Sodium orthovanadate increases phospholipase A2 activity in isolated rat fat pads: a role of phospholipase A2 in the vanadate-stimulated release of lipoprotein lipase activity.

Abstract

Phospholipase (PL) A2 activity prepared from isolated rat fat pads incubated with sodium orthovanadate (vanadate) was increased in a time- and dose-dependent manner. The increasing effect of vanadate was reduced in the presence of tyrosine kinase inhibitors.

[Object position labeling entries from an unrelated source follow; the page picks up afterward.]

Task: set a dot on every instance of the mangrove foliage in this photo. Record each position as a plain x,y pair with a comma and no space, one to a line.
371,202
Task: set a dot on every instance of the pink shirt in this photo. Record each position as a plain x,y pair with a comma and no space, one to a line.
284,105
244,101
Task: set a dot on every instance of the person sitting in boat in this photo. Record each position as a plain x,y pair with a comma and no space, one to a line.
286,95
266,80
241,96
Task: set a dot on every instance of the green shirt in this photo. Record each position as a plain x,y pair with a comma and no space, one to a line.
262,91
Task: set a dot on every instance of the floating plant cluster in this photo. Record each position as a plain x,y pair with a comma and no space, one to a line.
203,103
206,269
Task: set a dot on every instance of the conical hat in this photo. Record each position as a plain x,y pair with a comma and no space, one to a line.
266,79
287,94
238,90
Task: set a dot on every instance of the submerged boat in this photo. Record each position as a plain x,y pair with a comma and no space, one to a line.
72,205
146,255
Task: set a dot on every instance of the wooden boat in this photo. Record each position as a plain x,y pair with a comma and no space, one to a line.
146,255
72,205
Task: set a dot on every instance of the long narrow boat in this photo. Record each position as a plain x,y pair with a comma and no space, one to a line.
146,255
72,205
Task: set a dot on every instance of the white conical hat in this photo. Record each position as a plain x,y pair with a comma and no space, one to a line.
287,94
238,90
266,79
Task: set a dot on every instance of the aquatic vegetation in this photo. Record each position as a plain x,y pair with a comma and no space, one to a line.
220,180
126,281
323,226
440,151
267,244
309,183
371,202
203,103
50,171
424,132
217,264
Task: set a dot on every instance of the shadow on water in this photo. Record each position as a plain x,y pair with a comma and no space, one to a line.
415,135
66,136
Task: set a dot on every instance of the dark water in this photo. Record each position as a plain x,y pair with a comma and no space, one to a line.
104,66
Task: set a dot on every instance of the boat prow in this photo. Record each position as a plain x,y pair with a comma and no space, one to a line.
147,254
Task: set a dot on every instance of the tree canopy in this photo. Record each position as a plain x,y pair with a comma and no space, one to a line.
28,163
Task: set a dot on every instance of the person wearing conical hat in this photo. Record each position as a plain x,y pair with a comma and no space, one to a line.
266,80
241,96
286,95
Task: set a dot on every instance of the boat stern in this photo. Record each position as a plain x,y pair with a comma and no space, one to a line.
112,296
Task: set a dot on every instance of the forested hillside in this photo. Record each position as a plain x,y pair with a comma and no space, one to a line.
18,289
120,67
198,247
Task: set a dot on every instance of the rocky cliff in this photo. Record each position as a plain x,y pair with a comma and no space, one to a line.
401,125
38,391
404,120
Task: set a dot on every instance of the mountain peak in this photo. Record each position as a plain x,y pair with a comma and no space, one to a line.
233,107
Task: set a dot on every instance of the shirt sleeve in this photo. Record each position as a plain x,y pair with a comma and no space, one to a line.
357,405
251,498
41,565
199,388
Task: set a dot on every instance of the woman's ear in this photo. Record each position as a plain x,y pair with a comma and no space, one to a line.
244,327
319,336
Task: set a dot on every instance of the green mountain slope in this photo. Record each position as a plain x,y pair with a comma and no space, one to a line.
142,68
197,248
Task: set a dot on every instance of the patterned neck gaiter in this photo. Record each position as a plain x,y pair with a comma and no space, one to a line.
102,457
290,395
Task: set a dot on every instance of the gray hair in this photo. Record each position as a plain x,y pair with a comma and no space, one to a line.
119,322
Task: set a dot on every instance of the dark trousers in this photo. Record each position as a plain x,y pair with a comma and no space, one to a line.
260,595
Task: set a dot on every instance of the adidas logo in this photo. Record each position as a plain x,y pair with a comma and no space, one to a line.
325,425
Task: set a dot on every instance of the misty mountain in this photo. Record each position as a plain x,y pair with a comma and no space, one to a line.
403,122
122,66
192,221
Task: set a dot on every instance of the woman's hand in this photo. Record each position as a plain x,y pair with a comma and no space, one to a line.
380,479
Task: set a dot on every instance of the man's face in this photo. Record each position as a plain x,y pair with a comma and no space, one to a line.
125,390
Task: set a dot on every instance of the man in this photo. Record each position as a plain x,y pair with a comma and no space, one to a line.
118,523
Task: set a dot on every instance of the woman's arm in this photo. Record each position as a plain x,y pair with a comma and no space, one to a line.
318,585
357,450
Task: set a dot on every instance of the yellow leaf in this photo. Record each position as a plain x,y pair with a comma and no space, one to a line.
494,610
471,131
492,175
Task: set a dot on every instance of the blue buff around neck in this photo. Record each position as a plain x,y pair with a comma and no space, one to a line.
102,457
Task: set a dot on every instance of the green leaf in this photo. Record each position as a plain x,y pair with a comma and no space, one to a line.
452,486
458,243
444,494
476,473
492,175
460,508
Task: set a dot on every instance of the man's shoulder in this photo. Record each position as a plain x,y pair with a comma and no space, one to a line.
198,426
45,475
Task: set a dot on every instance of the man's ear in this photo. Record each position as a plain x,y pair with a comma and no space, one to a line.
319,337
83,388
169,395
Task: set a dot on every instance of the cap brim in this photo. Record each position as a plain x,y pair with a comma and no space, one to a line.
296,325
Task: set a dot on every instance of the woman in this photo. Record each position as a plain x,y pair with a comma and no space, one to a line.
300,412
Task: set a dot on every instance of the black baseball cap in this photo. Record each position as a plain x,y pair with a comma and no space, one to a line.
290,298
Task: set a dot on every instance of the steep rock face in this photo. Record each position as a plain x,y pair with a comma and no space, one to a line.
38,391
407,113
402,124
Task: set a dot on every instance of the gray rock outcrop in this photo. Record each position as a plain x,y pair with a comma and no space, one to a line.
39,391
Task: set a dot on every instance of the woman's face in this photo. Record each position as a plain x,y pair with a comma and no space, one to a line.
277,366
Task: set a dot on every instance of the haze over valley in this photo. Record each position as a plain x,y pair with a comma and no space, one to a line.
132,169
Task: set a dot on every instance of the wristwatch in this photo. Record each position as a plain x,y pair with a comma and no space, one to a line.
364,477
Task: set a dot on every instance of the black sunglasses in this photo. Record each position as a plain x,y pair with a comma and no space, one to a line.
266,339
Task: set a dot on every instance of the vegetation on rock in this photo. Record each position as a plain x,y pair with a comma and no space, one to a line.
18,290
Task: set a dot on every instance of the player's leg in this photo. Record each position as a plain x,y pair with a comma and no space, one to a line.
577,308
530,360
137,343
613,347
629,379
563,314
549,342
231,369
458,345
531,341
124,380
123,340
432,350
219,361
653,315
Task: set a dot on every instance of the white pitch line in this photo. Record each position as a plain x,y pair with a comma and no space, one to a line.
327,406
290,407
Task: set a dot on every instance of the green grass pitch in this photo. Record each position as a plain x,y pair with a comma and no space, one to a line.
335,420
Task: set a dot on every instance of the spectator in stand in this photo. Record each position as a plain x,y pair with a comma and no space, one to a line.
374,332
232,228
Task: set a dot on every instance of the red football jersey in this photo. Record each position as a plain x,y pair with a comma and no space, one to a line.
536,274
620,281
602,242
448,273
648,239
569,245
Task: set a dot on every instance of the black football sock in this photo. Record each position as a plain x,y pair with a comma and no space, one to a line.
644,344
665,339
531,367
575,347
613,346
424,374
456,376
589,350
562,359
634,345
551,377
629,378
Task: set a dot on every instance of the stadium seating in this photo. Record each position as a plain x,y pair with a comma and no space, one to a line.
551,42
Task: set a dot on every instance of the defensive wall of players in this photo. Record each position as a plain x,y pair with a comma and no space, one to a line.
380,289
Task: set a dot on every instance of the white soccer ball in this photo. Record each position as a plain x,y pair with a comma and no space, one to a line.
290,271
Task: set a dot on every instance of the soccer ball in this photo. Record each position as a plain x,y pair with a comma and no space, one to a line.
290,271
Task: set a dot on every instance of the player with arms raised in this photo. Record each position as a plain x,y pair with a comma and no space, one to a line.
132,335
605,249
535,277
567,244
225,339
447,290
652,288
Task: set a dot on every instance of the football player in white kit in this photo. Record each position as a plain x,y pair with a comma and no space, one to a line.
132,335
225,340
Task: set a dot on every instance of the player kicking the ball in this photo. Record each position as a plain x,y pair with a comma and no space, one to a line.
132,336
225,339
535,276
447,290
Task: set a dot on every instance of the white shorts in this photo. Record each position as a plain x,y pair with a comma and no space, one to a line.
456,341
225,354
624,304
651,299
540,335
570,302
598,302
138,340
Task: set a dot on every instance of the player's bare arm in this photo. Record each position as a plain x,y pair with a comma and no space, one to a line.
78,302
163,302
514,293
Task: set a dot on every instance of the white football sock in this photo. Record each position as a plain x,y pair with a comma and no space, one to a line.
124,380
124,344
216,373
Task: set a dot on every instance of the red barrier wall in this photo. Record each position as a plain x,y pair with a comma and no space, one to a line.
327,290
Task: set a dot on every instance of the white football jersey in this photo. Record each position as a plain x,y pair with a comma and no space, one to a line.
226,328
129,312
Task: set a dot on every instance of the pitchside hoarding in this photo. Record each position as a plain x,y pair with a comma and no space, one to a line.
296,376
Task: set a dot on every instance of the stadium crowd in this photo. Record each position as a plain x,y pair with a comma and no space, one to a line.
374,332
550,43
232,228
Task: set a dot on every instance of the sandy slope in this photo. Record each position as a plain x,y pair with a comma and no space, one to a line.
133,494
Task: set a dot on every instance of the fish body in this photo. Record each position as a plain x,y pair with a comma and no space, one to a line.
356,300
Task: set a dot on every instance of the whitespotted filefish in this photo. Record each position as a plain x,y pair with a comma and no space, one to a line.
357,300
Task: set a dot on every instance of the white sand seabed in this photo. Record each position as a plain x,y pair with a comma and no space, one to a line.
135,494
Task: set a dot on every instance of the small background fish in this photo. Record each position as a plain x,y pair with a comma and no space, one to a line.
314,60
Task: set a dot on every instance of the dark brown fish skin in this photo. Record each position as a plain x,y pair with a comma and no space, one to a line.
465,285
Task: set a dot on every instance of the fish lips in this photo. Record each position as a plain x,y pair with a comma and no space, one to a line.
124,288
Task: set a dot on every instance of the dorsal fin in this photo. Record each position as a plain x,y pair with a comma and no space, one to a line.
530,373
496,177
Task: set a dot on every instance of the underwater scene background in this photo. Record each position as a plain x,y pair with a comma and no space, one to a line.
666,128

Under the inhibition of protein synthesis by cycloheximide, vanadate still showed a full effect on the increase in PL A2 activity. Various PL A2 inhibitors, such as manoalide, quinacrine and p-bromophenacyl bromide, suppressed the stimulatory release of lipoprotein lipase (LPL) activity from the fat pads by vanadate. Moreover, the vanadate-stimulated release of LPL activity was decreased by the cyclooxygenase and thromboxane synthetase inhibitors, and a thromboxane A2 receptor antagonist, but was never suppressed by a lipooxygenase inhibitor. The stimulatory release of LPL activity by vanadate was also decreased in the presence of tyrosine kinase inhibitors. These results suggest that vanadate increases PL A2 activity, and the increase in PL A2 activity is partly involved in the vanadate-stimulated release of LPL activity with an association to the membrane tyrosine kinase.